Here's how to get started:


On your Desktop right click Computer, Properties, Advanced system settings and make it look like this:




There is no need to create the Minidump folder as Windows will create one if it needs to.


The crash dumps will accumulate in the C:\Windows\Minidump folder (assuming Windows is installed on your C drive).


Then click OK enough times to close all the dialog boxes and restart your system for the changes to take effect.  After rebooting you can go back and check the settings again to be sure the adjustments "stick".


In your next reply you can supply more information that will reduce the number of question asking message cycles if you will do this:


If your system is a Dell what is the Service Tag number?

If your system is HP what is the serial number?


Describe your antivirus/antimalware environment.


Can you make the system crash at will - if there is something in particular you do that makes the system crash like watching videos, listening to music, etc. tell us what that something is that causes the system to crash every time.


Click the Start button/orb in the lower-left corner of your screen. Or, press the Windows logo key on your keyboard.


In the box enter:


Select/click msinfo32.exe and the System Information dialog box will open.

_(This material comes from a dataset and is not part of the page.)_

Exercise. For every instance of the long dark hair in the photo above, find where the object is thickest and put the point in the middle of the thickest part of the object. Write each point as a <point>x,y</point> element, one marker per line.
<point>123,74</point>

Click on System Summary, click Edit, Select All (Ctrl-A), Copy (Ctrl-C) and then paste (Ctrl-V) the information back here in your next reply.


For video driver information, expand the Components, click Display, click Edit, Select All (Ctrl-A), Copy (Ctrl-C) and then paste (Ctrl-V) the information back here.


There will be some personal information (like System Name and User Name), and whatever appears to be private information to you, just delete it from the pasted information.


Then do whatever you have to do get the system to crash again and you should have a crash dump file to upload for analysis.


Sometimes more than one crash dump is needed to pinpoint the cause so send some of the most recent ones.

Edited by joseibarra, 31 March 2018 - 11:58 PM.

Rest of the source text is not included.